Do Luxo ao Lixo ao Luxo: O Upcycling e seus Desafios para o Direito das Marcas

Doutrina

O upcycling tem vindo a ganhar destaque como uma nova filosofia de consumo e uma forma inovadora de expressão individual. Ao contrário da reciclagem tradicional, que envolve a transformação de resíduos em matéria-prima para a criação de novos produtos, o upcycling procura dar uma nova vida a bens já existentes, acrescentando valor e muitas vezes alterando radicalmente a sua estética ou funcionalidade. Embora frequentemente associado a um movimento criativo, o upcycling também pode ser uma atividade comercial, com cada vez mais designers individuais a especializarem-se nesta prática e a transformá-la em pequenos negócios.

No mundo da moda, essa tendência tem sido particularmente forte, atraindo grande atenção do público. Um exemplo é a designer mexicana Luisa Hurtado que transforma em bolsas os jeans das mais diversas marcas, tendo vídeos sobre esta arte que ultrapassam 34 milhões de visualizações. Esta nova abordagem à moda sustentável tem atraído cada vez mais consumidores, que veem no upcycling não apenas uma alternativa ecológica, mas também uma forma de adquirir peças únicas e exclusivas.

Do ponto de vista legal, um dos principais desafios do upcycling prende-se com o potencial conflito com os direitos das marcas originais. Muitas empresas argumentam que a reutilização dos seus produtos – sobretudo quando mantém seus elementos identificadores, como logotipos – constitui uma forma de free riding, ou seja, uma apropriação indevida do prestígio da marca para promover um novo produto sem que a empresa original tenha qualquer controlo sobre ele.

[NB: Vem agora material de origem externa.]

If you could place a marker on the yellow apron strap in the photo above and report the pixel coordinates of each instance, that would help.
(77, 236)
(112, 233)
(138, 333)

O problema central está na função essencial da marca: garantir a origem e a qualidade dos bens que coloca no mercado. Se, por exemplo, um criador independente reutiliza jeans da Levi’s para criar bolsas com este logo aparente, mas não há nos novos produtos um controlo de qualidade da marca Levi’s, estará o criador a enganar o consumidor sobre a origem daquele bem? As empresas podem afirmar que tais práticas induzem o consumidor a erradamente presumir que o novo produto tem a chancela da empresa, assim comprometendo a integridade da marca. Mas será que esta alegação se aplica a todos os casos?

Muitos dos designers que trabalham com upcycling não tentam esconder a transformação que realizam. Pelo contrário, fazem questão de documentar todo o processo, mostrando claramente que os produtos foram alterados e dando ênfase ao valor artístico e sustentável do upcycling. Além disso, muitos colocam a sua própria assinatura nos produtos, reforçando a ideia de que aquele bem é um item “upcycled” e não uma criação original da marca representada pelo logo que carrega. Em Portugal, a legislação já prevê a importância da comunicação clara ao consumidor no artigo 8.º da Lei de defesa dos Consumidores. Se comunicação do upcycling for suficientemente clara e inequívoca, ainda se pode falar em uma probabilidade de confusão por parte do consumidor? A resposta ainda não é clara, não existindo até o momento decisões dos Tribunais Portugueses ou do Tribunal de Justiça da União Europeia (TJUE) sobre o tema.

Apesar da incerteza jurídica, muitos académicos defendem que o upcycling não deve ser considerado uma violação dos direitos de propriedade intelectual (PI), seja dos direitos de autor ou do direito da marca. As suas análises são fundamentadas e consolidadas, sustentando que a PI não deve ser uma barreira à criatividade e, principalmente, às iniciativas que promovam a economia circular. O contexto regulatório europeu também aponta nessa direção. A Waste Framework Directive e a nova EU Strategy for Sustainable and Circular Textiles incentivam fortemente a reutilização de materiais e a redução de resíduos, alinhando-se com os princípios do upcycling. Talvez seja necessária uma interpretação também do direito das marcas de modo a não se tornar um obstáculo a estas práticas. É uma discussão que ainda está em aberto, mas é inegável que o upcycling representa um passo importante para um modelo de consumo mais sustentável. Desde que as práticas sejam transparentes e não induzam o consumidor em erro, o reaproveitamento criativo de materiais pode desempenhar um papel fundamental na economia circular, reduzindo desperdício e incentivando uma moda mais responsável.